The above photo is of Ruth Cushing and her three children taken by the Bachrach Photo Studio ca. 1920 and provided to me by a grandson of John and Ruth Cushing. In this photo the fireplace is unmolested and you can see the original andirons and firebox. When we found the house the fireplace had been painted cream and maroon and there were some modern brass department store andirons in use. Rather than stripping off the paint which appeared to have been put on in the 70s, we opted to paint it all white to match the wainscoting. It certainly brightens up what tends to be a dark room. When the wood panelling was added to the room in the 70s there was a great tragedy which befell the top of the mantel; the original brick work was chiseled away and they installed a giant, 70s mirror. I connected with some other homeowners through my Old Homes of St. Albans FaceBook page and, miraculously, I came into contact with another St. Albans resident who has the same fireplace in her home... and she provided me pictures so that I can reconstruct this someday! In the meantime, check out what we've got, what we've done and what we've got left to do.



The Cushing children lounging in the living room.
You can just about make out the original mantle.



This is how the fireplace looked the first time we visited with our realtor.



After removing that terrible mirror and putting up a few pine boards to act as a makeshift frame.


     
And these are the photos from another St. Albans resident. Same fireplace! Slightly smaller mantle deck...

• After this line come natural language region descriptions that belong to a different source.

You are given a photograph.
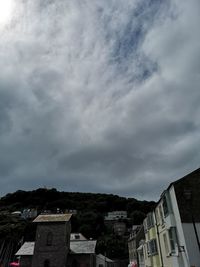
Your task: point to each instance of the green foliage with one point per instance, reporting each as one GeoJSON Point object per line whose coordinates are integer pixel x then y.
{"type": "Point", "coordinates": [91, 209]}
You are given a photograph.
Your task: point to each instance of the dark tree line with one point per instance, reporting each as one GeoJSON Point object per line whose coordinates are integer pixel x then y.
{"type": "Point", "coordinates": [91, 209]}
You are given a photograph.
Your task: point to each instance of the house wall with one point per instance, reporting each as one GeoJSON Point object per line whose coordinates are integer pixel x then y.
{"type": "Point", "coordinates": [25, 261]}
{"type": "Point", "coordinates": [177, 257]}
{"type": "Point", "coordinates": [57, 252]}
{"type": "Point", "coordinates": [191, 241]}
{"type": "Point", "coordinates": [151, 260]}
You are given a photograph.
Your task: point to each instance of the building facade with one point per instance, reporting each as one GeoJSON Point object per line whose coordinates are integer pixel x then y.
{"type": "Point", "coordinates": [52, 240]}
{"type": "Point", "coordinates": [172, 230]}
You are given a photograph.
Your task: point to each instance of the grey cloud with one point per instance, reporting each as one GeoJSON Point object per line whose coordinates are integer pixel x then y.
{"type": "Point", "coordinates": [99, 96]}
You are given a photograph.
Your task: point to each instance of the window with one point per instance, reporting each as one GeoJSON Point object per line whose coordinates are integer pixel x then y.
{"type": "Point", "coordinates": [152, 247]}
{"type": "Point", "coordinates": [150, 220]}
{"type": "Point", "coordinates": [49, 239]}
{"type": "Point", "coordinates": [166, 244]}
{"type": "Point", "coordinates": [145, 225]}
{"type": "Point", "coordinates": [46, 263]}
{"type": "Point", "coordinates": [161, 214]}
{"type": "Point", "coordinates": [165, 206]}
{"type": "Point", "coordinates": [173, 239]}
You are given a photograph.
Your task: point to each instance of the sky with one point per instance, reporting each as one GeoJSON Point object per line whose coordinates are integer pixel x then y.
{"type": "Point", "coordinates": [99, 96]}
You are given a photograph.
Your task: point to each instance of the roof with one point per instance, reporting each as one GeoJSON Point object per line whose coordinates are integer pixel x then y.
{"type": "Point", "coordinates": [77, 247]}
{"type": "Point", "coordinates": [53, 218]}
{"type": "Point", "coordinates": [83, 247]}
{"type": "Point", "coordinates": [77, 236]}
{"type": "Point", "coordinates": [26, 249]}
{"type": "Point", "coordinates": [102, 257]}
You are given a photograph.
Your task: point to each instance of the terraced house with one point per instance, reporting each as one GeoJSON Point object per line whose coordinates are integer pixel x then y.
{"type": "Point", "coordinates": [172, 230]}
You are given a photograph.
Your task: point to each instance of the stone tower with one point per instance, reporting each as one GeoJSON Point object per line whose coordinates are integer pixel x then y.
{"type": "Point", "coordinates": [52, 240]}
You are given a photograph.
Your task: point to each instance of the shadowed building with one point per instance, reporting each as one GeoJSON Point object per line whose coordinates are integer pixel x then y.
{"type": "Point", "coordinates": [52, 240]}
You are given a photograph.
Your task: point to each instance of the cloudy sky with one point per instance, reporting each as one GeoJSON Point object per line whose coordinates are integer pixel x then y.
{"type": "Point", "coordinates": [98, 95]}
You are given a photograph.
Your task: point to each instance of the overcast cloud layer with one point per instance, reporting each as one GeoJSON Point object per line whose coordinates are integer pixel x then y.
{"type": "Point", "coordinates": [99, 96]}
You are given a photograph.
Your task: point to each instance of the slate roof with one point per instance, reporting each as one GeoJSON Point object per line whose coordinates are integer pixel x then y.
{"type": "Point", "coordinates": [53, 218]}
{"type": "Point", "coordinates": [77, 237]}
{"type": "Point", "coordinates": [76, 247]}
{"type": "Point", "coordinates": [26, 249]}
{"type": "Point", "coordinates": [83, 247]}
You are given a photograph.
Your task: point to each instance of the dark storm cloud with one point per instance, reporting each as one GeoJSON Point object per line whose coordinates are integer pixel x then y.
{"type": "Point", "coordinates": [99, 96]}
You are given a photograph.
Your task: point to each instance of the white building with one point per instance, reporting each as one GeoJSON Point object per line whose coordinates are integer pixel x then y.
{"type": "Point", "coordinates": [178, 222]}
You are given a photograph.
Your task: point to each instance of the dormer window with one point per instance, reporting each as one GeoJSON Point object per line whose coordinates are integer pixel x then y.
{"type": "Point", "coordinates": [49, 239]}
{"type": "Point", "coordinates": [46, 263]}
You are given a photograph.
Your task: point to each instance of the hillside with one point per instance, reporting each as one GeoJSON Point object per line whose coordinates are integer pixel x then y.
{"type": "Point", "coordinates": [89, 220]}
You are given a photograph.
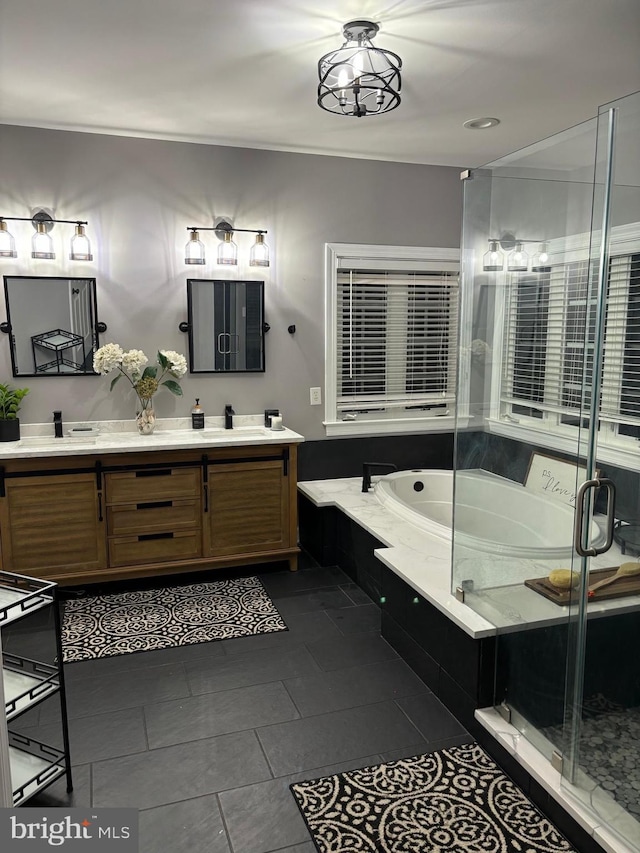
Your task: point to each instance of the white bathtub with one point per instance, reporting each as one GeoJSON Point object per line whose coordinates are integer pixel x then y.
{"type": "Point", "coordinates": [492, 514]}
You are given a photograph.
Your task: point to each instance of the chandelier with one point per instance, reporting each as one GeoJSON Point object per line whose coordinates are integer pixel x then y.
{"type": "Point", "coordinates": [359, 79]}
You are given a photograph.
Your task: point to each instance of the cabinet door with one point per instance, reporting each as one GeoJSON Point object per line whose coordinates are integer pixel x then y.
{"type": "Point", "coordinates": [53, 525]}
{"type": "Point", "coordinates": [247, 510]}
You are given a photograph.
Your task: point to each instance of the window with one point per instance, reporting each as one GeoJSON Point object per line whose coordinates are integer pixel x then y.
{"type": "Point", "coordinates": [548, 351]}
{"type": "Point", "coordinates": [392, 339]}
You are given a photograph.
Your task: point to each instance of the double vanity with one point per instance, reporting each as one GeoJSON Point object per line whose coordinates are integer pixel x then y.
{"type": "Point", "coordinates": [119, 505]}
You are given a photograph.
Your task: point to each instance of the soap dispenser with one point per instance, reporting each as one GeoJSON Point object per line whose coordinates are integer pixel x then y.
{"type": "Point", "coordinates": [197, 415]}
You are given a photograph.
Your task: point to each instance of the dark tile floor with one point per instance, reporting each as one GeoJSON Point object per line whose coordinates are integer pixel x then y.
{"type": "Point", "coordinates": [206, 739]}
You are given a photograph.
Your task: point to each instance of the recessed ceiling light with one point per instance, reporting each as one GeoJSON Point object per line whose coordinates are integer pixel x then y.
{"type": "Point", "coordinates": [483, 123]}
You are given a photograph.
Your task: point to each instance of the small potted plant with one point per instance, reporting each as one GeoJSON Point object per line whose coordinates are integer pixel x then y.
{"type": "Point", "coordinates": [10, 399]}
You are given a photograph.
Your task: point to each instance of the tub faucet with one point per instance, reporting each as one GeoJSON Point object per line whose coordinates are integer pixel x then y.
{"type": "Point", "coordinates": [57, 424]}
{"type": "Point", "coordinates": [367, 470]}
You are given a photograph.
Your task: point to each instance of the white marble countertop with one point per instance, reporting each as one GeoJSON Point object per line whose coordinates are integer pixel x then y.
{"type": "Point", "coordinates": [424, 562]}
{"type": "Point", "coordinates": [37, 440]}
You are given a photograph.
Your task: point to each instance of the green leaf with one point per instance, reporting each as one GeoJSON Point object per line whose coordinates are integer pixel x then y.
{"type": "Point", "coordinates": [173, 387]}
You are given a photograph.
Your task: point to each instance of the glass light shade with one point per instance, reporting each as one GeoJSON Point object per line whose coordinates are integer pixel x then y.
{"type": "Point", "coordinates": [493, 260]}
{"type": "Point", "coordinates": [541, 260]}
{"type": "Point", "coordinates": [80, 246]}
{"type": "Point", "coordinates": [259, 254]}
{"type": "Point", "coordinates": [7, 243]}
{"type": "Point", "coordinates": [42, 244]}
{"type": "Point", "coordinates": [227, 251]}
{"type": "Point", "coordinates": [194, 250]}
{"type": "Point", "coordinates": [518, 260]}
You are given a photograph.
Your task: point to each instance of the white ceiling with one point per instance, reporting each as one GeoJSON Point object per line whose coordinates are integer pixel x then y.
{"type": "Point", "coordinates": [244, 72]}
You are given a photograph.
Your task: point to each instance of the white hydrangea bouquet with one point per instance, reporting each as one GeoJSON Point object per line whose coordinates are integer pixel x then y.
{"type": "Point", "coordinates": [146, 379]}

This is how our mantle appears today during our most favorite time of year. And look! I found matching andirons! I literally tripped over these in a dark corner on the very top floor of an old barn that was turned into an antique mall out near Jeffersonville (since closed). I couldn't believe that I found them. I had been searching online for years. I found a set on eBay that were in PA but they were in rough shape with a broken part. These andirons are perfect.